I think I'm probably leaning towards the "ordinal" concept:

/connections/hdfs_default -> list of connections with that ID
/connections/hdfs_default/0 first connection of that type

Something like that.

On Apr 9 2020, at 2:31 pm, Shaw, Damian P.
<[email protected]<mailto:[email protected]>> wrote:

FYI if you look back at the thread "Re: [2.0 spring cleaning] Require
unique conn_id" on 2019-04-14 you can see a message from Kevin Yang
stating that this random choice of connections is a "feature" used to
load balance connections in AirBnB. So users are relying on this
behavior.


-----Original Message-----
From: Daniel (Daniel Lamblin ) [Data Infrastructure]
<[email protected]<mailto:[email protected]>>
Sent: Wednesday, April 8, 2020 20:01
To: [email protected]<mailto:[email protected]>
Subject: Re: API spec questions

Having been bit by accidentally having two connections by the same
name or conn_id, I'd prefer if were made unique. In my experience
there's little utility in having multiple connections by the same
name. Tasks that use a connection do to fairly randomly choose one,
rather they seem pretty consistent in using the one created earliest,
which often has the lower id integer.

Circling back to how this is used by the API, from a user perspective,
the following in path integer fields were ones I'd have expected to be
strings instead:
ConnectionID
https://github.com/apache/airflow/blob/11f1e0cad996d5596e3e4fb440eb4ec52c024f70/openapi.yaml#L1845
DAGID
https://github.com/apache/airflow/blob/11f1e0cad996d5596e3e4fb440eb4ec52c024f70/openapi.yaml#L1853
PoolID
https://github.com/apache/airflow/blob/11f1e0cad996d5596e3e4fb440eb4ec52c024f70/openapi.yaml#L1901

Though it’s a url-encoding hassle, I also expected that DAGRunID would
be more like the Run ID E.G.
"scheduled__2020-04-08T23:10:00+00:00",
"manual__2020-04-08T23:00:56+00:00",
"manual__2020-04-08T16:24:56.692868+00:00" ,
"backfill_2020-04-08T22:05:00+00:00" etc

Then TaskID is confusing to me; AFAIK the PK to task instances are
task_id, dag_id, and execution_date and the api call appears to align
with that having the pattern:
/dags/{dag_id}/taskInstances/{task_id}/{execution_date}:
But if task_id is a numbered id, then… execution_date isn't even
needed… I'm thinking it should have been a string.
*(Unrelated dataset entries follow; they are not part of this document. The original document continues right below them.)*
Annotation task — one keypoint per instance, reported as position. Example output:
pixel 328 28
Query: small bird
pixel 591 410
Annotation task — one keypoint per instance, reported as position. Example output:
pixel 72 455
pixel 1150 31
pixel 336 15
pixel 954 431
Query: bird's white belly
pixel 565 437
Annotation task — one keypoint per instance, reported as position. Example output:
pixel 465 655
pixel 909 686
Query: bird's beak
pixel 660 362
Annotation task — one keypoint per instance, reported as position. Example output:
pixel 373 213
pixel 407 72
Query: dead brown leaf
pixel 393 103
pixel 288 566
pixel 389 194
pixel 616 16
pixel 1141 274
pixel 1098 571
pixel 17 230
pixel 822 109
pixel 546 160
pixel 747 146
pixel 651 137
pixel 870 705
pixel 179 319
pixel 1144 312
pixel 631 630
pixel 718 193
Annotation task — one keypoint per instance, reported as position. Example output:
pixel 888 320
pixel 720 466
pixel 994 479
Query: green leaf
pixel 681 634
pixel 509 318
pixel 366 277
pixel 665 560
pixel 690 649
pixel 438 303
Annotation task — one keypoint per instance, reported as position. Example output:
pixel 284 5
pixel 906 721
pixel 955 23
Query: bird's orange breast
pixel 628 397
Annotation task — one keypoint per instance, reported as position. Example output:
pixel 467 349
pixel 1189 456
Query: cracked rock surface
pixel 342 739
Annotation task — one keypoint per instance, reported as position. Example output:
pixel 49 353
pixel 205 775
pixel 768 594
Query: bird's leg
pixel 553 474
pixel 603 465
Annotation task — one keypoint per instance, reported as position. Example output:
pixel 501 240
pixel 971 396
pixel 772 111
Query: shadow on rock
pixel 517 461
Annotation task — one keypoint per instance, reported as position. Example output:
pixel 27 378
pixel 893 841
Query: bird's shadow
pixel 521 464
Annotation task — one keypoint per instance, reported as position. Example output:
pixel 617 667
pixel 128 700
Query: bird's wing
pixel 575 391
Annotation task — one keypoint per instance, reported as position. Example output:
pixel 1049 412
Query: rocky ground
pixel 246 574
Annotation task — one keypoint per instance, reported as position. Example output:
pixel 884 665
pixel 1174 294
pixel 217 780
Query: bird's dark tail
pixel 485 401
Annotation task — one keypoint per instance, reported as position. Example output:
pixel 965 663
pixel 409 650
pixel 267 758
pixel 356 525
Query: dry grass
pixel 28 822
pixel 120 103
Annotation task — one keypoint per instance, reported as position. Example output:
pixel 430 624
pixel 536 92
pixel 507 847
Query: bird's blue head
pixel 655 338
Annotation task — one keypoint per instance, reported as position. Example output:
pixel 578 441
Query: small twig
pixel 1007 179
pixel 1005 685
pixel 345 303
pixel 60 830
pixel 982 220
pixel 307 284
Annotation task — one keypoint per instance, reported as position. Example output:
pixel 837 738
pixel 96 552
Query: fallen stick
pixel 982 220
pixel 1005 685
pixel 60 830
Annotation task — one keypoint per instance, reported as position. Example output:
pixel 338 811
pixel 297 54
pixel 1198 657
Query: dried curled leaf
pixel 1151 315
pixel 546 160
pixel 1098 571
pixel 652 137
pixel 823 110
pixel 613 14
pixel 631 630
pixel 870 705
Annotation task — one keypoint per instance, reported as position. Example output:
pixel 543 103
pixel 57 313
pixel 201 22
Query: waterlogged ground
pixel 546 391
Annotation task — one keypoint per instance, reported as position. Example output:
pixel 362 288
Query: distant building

An aside to this, I've always wondered what happens if an externally
triggered DAG Run has the same execution date as a pre-existing
scheduled DAG Run. They'd have different run_ids, EG
"scheduled__2020-04-08T23:10:00+00:00" vs
"manual__2020-04-08T23:10:00+00:00" but then task instances for those
runs might not be unique.

Lastly, the UI and CLI operation of clearing tasks seems analogous to
the delete task instance API end point. But probably it's not, and
this could become confusing to users.
There should be a non-db-model api call for clearing tasks like you
can from the UI and the CLI. If I read it right, clearing does the
following: it sets the state of the task instance to None unless the
state was Running then instead it sets it and related job ids to
Shutdown. It deletes reschedules of the TI and it sets the dag runs
for those task instances back to Running.
This would be a lot to do for a user using PATCH calls to change Task
Instances and Dag Runs together (and there's no API for Jobs).

-Daniel L.
P.S. as far as renaming all parameters on operators and hooks with
*_conn_id, I do not want to see that breaking change happen. But IF it
HAS TO, I'm still of the opinion that the default_args use for
X_conn_id is not preferable to having all operators take simpler
source_conn_id and optional target_conn_id parameter names that are
consistent across all operators.

On 4/8/20, 9:47 AM, "Ash Berlin-Taylor" <[email protected]> wrote:

  [Warning]: This email originated from an external source. Do not
open links or attachments unless you know the content is safe.
  [경고]: 본 이메일은 회사 외부에서 유입되었습니다. 내용이 안전한지 확인하기 전까지는 링크나 첨부파일을 열지 마십시오.


  To expand on the "so I think we need to do one of":


  - we need to update the name of "conn_id" somehow. I can't think of
a
  better option, and given all the operators have "x_conn_id" I don't
  think that change should be made lightly.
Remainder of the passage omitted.